To give some background to the story, in the 1980s Slam Books were the great fear of parents of high schoolers everywhere. (These days, websites like facebook and formspring are subject to the same kind of scrutiny.) The books were basically a notebook that listed the names of every student in the class/grade/school. Beneath the name of each student, there was a space where his or her peers could write anonymous notes stating what they really thought about him or her and, consequently, could be used for bullying often with tragic consequences. Mentions of them have turned up in popular culture on several occasions (there was a Sweet Valley High book about them,) most recently in the film Mean Girls, where the Slam Book is known as a burn book.

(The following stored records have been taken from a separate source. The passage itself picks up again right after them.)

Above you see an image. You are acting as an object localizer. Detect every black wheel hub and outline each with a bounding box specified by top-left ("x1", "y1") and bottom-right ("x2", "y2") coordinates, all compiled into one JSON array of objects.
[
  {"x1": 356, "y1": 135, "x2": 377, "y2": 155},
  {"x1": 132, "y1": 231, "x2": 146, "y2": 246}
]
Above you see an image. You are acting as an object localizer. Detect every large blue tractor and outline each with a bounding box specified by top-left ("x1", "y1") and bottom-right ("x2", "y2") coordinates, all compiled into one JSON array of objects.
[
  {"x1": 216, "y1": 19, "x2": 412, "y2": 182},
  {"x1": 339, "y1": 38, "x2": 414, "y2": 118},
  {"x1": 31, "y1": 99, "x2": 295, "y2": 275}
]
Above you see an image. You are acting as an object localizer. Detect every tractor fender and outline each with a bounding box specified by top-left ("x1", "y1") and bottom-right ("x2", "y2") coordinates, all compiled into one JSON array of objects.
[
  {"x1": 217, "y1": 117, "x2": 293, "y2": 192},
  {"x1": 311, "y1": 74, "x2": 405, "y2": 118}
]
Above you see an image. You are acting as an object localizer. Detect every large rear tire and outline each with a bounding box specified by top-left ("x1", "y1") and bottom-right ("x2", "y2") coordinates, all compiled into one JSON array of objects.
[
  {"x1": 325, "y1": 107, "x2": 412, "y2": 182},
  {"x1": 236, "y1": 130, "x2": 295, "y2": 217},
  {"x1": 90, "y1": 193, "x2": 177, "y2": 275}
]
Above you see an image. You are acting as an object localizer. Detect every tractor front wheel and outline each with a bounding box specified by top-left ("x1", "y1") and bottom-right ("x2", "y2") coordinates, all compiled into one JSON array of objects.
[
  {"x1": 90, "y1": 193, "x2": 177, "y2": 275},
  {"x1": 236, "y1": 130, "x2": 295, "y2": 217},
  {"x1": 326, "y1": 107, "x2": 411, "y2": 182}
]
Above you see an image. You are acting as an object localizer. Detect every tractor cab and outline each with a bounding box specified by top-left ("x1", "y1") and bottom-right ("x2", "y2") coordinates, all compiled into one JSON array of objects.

Anyway, Slam Book by Ann M. Martin tells the story of Anna. Anna, is basically a good kid. She's loyal to her friends, studies hard and likes to have fun. She also desperately wants to fit in and be part of the popular crowd at her high school. And so she decides that a slam book (a notebook with a page for each student, where his or her classmates can write what they really think about them,) is her gateway to popularity. And it's all good until Anna uses her book play a prank on a unpopular girl from a poor family, which ends in the tragic suicide of one classmate and an attempted suicide of another.
Slam Book is an interesting read about teenage behaviour and a young woman's discover of how her actions can have a serious impact on others, though some of the issues of bullying and how Cheryl's suicide could have been prevented seem to be glossed over. The novel ends on a haunting note, with Anna realising that adolescence is not going to be easy.
Ann M. Martin's other novels for young adults are Missing Since Monday, Just a Summer Romance and With and Without You.